The argument that discrimination on the part of a predominantly white society is to blame for the underachievement of one or another ethnic group no longer has the remotest basis in fact. If there are disparities in achievement between the various ethnic communities in this country it is solely down to the cultural forces at work within those communities. Chinese kids do well at school because the Chinese community places a very high value upon education. Caribbean boys do very badly at school because of a corrosively macho anti-educationalist ethos among Caribbean boys, which is gradually transmitting itself to white boys. This is something Trevor Phillips — and other black community leaders — have recognised in the past.

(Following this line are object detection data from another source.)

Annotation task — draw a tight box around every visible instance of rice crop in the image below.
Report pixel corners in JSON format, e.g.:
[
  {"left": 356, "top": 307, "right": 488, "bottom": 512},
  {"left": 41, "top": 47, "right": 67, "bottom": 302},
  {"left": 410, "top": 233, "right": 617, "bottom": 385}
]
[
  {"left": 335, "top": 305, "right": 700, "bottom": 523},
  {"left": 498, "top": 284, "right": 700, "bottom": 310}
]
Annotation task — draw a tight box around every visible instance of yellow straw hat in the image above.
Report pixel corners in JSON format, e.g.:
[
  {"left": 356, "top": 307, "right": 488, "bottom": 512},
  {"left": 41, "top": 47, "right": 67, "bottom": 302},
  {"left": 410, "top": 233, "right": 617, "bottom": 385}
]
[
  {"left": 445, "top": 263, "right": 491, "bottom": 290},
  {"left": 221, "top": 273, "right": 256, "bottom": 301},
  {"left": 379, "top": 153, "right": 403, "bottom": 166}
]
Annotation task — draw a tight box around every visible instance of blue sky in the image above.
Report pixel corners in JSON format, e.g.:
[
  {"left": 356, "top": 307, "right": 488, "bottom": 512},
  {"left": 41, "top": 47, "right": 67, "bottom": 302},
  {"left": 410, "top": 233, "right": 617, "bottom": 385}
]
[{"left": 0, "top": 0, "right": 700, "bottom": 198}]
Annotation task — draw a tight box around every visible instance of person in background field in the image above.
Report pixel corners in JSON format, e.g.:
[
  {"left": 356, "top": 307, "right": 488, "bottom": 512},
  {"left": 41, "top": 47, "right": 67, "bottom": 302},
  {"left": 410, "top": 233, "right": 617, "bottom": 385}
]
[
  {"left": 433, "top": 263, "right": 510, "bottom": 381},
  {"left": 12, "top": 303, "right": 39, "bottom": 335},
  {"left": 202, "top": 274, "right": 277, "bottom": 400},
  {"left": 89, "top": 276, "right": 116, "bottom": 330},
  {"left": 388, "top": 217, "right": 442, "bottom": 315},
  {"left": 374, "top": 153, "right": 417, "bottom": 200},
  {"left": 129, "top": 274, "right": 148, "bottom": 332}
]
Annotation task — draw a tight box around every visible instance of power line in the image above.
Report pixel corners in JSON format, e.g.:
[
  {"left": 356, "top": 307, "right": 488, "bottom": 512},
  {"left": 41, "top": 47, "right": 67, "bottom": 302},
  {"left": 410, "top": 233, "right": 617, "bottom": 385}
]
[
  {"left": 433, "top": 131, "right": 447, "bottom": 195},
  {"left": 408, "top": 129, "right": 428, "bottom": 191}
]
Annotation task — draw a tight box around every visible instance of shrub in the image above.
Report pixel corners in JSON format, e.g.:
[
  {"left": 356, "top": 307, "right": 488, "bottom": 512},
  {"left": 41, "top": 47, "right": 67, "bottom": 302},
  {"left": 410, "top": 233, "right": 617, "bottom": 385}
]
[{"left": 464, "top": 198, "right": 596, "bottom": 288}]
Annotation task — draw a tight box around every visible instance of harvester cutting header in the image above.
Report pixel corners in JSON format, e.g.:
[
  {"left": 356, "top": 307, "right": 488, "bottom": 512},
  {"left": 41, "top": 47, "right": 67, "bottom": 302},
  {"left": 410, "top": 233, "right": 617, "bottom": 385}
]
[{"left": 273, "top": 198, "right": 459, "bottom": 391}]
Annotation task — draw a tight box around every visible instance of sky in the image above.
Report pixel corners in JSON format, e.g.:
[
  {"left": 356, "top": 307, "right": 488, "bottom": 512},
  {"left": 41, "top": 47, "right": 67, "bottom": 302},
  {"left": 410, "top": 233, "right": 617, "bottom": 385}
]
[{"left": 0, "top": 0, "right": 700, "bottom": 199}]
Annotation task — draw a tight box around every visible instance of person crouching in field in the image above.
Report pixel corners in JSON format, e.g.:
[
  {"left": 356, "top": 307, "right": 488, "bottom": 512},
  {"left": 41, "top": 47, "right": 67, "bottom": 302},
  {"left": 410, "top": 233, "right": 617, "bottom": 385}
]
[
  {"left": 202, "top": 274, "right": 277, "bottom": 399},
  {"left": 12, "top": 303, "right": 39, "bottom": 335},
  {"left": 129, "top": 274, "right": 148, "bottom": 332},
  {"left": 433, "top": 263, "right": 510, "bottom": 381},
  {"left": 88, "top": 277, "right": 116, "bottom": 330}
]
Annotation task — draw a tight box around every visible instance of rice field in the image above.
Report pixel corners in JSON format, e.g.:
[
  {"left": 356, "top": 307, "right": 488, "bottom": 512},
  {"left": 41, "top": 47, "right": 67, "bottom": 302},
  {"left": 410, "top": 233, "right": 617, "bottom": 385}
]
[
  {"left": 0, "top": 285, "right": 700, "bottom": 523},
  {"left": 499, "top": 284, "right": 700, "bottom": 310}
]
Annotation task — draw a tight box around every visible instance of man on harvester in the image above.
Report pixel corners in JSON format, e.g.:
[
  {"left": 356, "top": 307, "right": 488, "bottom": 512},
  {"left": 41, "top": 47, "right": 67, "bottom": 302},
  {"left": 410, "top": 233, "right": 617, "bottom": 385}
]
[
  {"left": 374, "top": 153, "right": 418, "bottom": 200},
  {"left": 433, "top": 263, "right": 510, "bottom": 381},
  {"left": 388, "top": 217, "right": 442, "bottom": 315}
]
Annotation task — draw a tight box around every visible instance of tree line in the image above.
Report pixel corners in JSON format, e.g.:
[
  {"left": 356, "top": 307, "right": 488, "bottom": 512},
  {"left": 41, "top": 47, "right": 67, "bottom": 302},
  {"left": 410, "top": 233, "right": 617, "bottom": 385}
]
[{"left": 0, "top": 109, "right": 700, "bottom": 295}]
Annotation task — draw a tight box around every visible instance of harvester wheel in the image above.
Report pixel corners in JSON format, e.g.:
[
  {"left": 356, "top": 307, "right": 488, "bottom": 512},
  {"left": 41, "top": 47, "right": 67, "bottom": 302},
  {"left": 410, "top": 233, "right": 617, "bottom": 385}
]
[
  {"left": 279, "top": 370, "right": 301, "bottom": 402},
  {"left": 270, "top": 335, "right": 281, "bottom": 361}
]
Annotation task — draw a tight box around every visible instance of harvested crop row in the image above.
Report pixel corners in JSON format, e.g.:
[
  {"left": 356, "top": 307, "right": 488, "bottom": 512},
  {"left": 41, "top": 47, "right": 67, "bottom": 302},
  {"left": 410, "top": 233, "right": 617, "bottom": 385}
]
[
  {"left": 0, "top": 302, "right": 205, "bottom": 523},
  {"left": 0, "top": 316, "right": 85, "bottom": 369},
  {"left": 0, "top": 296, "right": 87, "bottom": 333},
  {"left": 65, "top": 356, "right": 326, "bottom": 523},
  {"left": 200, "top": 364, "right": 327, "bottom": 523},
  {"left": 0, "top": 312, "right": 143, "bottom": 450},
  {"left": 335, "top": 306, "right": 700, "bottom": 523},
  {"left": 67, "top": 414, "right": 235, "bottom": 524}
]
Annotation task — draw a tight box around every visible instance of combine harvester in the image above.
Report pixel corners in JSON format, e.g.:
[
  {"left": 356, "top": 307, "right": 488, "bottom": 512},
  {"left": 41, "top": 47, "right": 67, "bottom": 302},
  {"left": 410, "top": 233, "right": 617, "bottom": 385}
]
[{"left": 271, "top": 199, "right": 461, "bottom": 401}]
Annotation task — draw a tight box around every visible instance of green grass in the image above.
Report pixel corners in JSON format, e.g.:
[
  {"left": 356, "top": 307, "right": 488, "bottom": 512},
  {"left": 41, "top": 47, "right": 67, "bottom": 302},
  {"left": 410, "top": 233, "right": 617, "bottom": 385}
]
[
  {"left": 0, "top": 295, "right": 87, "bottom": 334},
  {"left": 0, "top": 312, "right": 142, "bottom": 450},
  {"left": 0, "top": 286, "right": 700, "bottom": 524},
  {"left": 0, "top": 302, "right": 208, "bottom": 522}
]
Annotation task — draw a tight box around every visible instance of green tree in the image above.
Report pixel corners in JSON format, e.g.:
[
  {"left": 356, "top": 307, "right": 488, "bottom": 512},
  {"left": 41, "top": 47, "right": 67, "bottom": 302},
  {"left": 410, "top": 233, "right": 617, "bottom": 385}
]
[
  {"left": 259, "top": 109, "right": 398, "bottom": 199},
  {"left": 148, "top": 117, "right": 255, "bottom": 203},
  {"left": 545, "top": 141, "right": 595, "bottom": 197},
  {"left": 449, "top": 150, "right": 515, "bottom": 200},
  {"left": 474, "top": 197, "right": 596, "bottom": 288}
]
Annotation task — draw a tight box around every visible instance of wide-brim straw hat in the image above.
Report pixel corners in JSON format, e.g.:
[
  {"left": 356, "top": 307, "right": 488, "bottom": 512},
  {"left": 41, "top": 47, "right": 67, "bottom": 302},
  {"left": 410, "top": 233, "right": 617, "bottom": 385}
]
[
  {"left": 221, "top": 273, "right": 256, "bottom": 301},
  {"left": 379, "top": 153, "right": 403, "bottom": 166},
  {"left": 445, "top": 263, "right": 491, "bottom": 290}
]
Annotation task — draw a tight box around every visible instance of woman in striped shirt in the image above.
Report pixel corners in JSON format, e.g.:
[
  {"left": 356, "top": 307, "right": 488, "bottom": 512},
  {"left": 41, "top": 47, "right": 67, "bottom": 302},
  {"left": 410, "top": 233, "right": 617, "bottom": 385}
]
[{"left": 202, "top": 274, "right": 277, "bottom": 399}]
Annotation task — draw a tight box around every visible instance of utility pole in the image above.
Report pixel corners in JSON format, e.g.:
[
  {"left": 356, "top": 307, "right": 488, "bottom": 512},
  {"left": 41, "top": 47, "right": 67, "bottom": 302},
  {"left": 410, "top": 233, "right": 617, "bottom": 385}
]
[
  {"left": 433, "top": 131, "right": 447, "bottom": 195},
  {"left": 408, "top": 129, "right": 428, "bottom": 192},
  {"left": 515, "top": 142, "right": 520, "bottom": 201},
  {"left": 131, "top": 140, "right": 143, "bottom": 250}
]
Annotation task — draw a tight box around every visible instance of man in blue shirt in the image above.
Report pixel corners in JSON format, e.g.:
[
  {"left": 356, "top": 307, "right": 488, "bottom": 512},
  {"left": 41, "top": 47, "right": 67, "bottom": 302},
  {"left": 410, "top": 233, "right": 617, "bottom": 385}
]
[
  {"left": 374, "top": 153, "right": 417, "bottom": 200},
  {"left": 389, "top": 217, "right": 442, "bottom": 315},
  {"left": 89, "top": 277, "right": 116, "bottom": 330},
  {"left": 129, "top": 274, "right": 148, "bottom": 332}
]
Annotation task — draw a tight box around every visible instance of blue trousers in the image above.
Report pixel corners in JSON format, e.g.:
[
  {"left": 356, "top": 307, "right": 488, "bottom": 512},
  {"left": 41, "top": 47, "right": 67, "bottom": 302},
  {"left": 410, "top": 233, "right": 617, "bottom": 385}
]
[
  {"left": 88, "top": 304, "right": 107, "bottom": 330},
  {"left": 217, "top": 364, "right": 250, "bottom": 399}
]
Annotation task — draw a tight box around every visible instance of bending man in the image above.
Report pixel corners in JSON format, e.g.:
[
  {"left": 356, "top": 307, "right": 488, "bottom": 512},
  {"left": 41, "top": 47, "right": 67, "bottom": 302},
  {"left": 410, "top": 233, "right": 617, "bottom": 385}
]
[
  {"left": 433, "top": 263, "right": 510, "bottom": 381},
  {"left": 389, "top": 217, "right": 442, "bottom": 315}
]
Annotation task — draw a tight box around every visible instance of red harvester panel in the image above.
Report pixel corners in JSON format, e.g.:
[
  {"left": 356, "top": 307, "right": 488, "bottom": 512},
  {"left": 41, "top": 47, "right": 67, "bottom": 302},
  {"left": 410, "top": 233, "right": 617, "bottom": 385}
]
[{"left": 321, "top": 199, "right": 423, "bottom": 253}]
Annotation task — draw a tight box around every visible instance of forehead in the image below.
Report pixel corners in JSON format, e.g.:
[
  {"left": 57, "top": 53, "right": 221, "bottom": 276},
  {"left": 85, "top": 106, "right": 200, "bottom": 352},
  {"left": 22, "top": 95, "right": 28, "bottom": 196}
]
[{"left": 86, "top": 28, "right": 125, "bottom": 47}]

The CRE's problem is that it was set up to counter white discrimination against ethnic minorities and it cannot drag itself away from that now long redundant and counterproductive state of mind. It persists in seeing our various minority ethnic communities as a sort of weird, undifferentiated morass of oppressed people — defined, politically, by their deeply regrettable lack of whiteness. It is, to my mind, a racist assumption — but also patently false. A Chinese girl growing up in Manchester has far less in common with a Bangladeshi girl growing up in Tower Hamlets than she does with a white girl growing up pretty much anywhere. The Bangladeshi girl is about as likely to go to university as a Jewish girl is likely to end up in a pie factory in Melton Mowbray, because of the cultural imperatives of the community from which she originates. And the CRE still assumes — as is clear from that bone-headed conclusion to its report — that our ethnic minorities are equally persecuted and discriminated against and that the guilty party is the white majority. One supposes that it takes this demonstrably erroneous view because otherwise it would have no reason to exist — but then, having said that, it is about not to exist, so one might have hoped for a moment of clarity and perspective to have emerged from its death throes. But no such luck.